Yea for levelers - it's what keeps us sane in this world of one-up-man-ship!
I was forever comparing myself to the Super Moms until I glimpsed behind the scenes at pretty ordinary, flawed human beings just like me.

Anonymous said...

Your description of a "wonder mom" made me laugh. I'm so not a wonder mom and I always feel a little guilty about it. I'm the parent that forgets to send in the homework and loses the permission slips. It's terrible.

texasholly said...

Thanks so much for stopping by my blog. My SIL is so sweet to mention me to you...well, you know her, she is just plain sweet.

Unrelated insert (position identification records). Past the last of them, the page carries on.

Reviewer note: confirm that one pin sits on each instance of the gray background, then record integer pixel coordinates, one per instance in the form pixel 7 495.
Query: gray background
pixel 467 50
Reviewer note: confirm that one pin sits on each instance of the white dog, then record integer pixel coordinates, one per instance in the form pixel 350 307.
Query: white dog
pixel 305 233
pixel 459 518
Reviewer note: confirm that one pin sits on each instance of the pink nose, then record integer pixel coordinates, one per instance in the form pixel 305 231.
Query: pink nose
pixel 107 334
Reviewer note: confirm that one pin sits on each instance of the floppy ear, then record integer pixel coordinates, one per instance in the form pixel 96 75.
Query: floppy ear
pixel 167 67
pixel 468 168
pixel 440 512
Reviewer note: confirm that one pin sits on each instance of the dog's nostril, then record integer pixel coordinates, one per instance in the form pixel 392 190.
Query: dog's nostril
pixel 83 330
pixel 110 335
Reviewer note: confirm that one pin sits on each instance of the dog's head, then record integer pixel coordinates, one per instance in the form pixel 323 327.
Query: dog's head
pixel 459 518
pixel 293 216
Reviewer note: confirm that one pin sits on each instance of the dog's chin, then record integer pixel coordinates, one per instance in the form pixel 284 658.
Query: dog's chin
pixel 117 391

I always figure that someone needs to BUY some of those cupcakes which I just wouldn't have the energy to do if I baked them all. So let those moms have their overachieving conquest and I will pay a buck or two to reap the benefits.

Angie Atkinson said...

Girl, I can totally relate to you on literally almost every single level here. I have said and thought almost the same things--and you certainly hit the nail on the head when you said that we just don't GET it before we have children. I'll go you one further and say that we just don't get ANY of it until we're upon it. What I mean is that I have an eleven year old, five year old, and eleven month old. And yet, sometimes I get parenting advice from people who have one six month old child. It's actually funny, because I can totally understand their idealistic and unrealistic thoughts, but it can certainly be frustrating lol. Anyway, I think you're a gifted writer. I love the way you express yourself. (Sorry for the scattered comment, my whole family seems to think they need my dang attention right NOW LOL!)